There is growing recognition that a major cause of environmental degradation is the lack of good governance. A principal obstacle to sustainable development is not so much the absence of legislation as the absence of good governance and institutions through which the laws can be implemented effectively and consistently. Policies such as NCS and SPCS have yet to be fully implemented, mainly because of the lack of strong political will and the absence of institutional capacity to execute the policies efficiently. The rules of business among those institutions are often outdated, and vulnerable to political abuse and manipulation. There is a lack of coordination and only limited capacity for environmental planning and management. Those who have received international training are very often transferred to field offices or other locations. The technical staff are inadequately qualified in the latest environmental tools and techniques. Duplication, overlapping, haphazard use of resources, a lack of coordination and institutional rifts are other important issues affecting the institutions at the provincial and district/local levels.
Rational planning is not carried out by the Planning, Environment and Development Department or other provincial line departments. The total planning process in the Planning, Environment and Development Department is related to the sanctioning of money for ADPs. ADP formulation and planning is influenced and directed by political heads and other influential people. Participation by the public has not been adopted in the planning process. The line departments do not follow the planning criteria or planning standards, which results in irrational and unsustainable planning. For example, roads are built away from resources and human settlements, while schools and health facilities such as Basic Health Units are built away from population points. Line departments do not prepare long- or medium-term development plans. Under the existing system, the line departments never contact each other prior to the preparation of projects, which results in. delays in project implementation.
The environmental planners and decision makers do not have access to current and extensive well-researched environmental data, particularly those data that are concerned with the ambient environment.
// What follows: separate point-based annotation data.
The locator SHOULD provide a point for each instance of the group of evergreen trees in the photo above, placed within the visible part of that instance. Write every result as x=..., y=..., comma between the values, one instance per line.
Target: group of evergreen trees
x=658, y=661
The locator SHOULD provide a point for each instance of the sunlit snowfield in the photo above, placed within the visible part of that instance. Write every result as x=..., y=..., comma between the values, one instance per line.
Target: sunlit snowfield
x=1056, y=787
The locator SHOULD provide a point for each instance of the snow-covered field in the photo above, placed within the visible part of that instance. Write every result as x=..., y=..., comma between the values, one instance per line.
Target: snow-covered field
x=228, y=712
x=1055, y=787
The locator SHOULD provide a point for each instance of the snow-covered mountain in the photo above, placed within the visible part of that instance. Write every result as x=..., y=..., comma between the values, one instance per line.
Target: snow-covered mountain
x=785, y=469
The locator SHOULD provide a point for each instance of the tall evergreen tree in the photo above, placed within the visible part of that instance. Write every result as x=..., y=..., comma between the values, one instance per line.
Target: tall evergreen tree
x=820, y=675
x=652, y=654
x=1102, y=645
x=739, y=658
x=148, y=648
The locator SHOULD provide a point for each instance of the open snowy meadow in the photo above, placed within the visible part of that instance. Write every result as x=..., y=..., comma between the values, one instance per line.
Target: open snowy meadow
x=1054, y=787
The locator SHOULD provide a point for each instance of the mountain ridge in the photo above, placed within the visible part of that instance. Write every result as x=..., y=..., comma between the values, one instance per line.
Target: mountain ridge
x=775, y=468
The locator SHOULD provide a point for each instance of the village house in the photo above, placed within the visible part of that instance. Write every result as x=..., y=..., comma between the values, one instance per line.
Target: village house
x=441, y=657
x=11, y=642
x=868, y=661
At the same time, every department has its own data which do not tally with other sources, making the overall quality of data questionable.
The lack of environmental awareness among the general public, policy makers and business leaders is an other major contributing factor to environmental degradation; particularly in NWFP where the literacy level is low and many people live in marginal circumstances.
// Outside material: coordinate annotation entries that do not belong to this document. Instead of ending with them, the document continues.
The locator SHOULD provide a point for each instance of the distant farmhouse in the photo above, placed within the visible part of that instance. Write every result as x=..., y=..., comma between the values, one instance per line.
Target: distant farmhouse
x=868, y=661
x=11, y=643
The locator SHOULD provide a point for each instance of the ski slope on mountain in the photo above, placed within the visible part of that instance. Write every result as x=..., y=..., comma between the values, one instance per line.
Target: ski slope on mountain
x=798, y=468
Poverty and the lack of improved socio-economic conditions among the population are also constraints to achieving the objective of sustainable development, resulting in a worsening of the environmental degradation in the mountainous ecosystem of NWFP.
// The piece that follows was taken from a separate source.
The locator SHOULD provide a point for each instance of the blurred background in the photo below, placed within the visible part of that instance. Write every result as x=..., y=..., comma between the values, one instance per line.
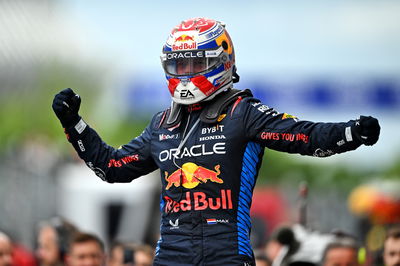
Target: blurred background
x=320, y=61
IEEs/EIAs are not yet being fully implemented and are not integrated into project planning from the project conception stage. IEEs or EIAs that are carried out are based on a subjective approach and no consideration is given to quantification and monetization of the physical impacts. Therefore, EIAs are still not very effective in NWFP. EPA, which is the agency responsible for reviewing EIAs, has very limited expertise. Local resources such as universities NIPA, Pakistan Council for Scientific Industrial Research (PCSIR), Pakistan Forest Institution and environmental graduates from the University of Peshawar are not utilized usefully as a result of various administrative, social and political factors.
Environmental problems in the urban areas are mainly caused by over-population. In addition, natural growth, rural urban migration and Afghan refugees also contribute to very high urban growth rates. There have been no recent systematic efforts, such as IRDP to halt migration to urban areas by making rural areas more liveable through the provision of employment opportunities, basic amenities and social services.
Much of the rural land is owned by a few landlords who live elsewhere. There is no viable land tenure system that is suitable to the needs of tenants; at the same time, jobs in other sectors are not available in the rural areas. Therefore, people have no option but to move to the cities in NWFP and the other provinces of Pakistan.
The government has failed to reduce the population rate because it has not involved the general population and religious/local level leaders in the family planning programme. A low level of literacy and a lack of an effective information system for people in the productive age group has further aggravated the problem. In addition, no effort is being made to integrate population programmes with other development activities.
Urban planning is not carried out efficiently by the development authorities such as PDA. That has resulted in a worsening of existing environmental problems, such as declining air quality, inefficient solid waste management, unsatisfactory transportation, poor and badly planned urban housing, and the discontinuation of slum upgrading work. Efficient allocation of land for different urban uses and functions is not being carried out. New tools like new towns and green belts, or even land-use planning, are not being introduced for controlling urban growth in NWFP.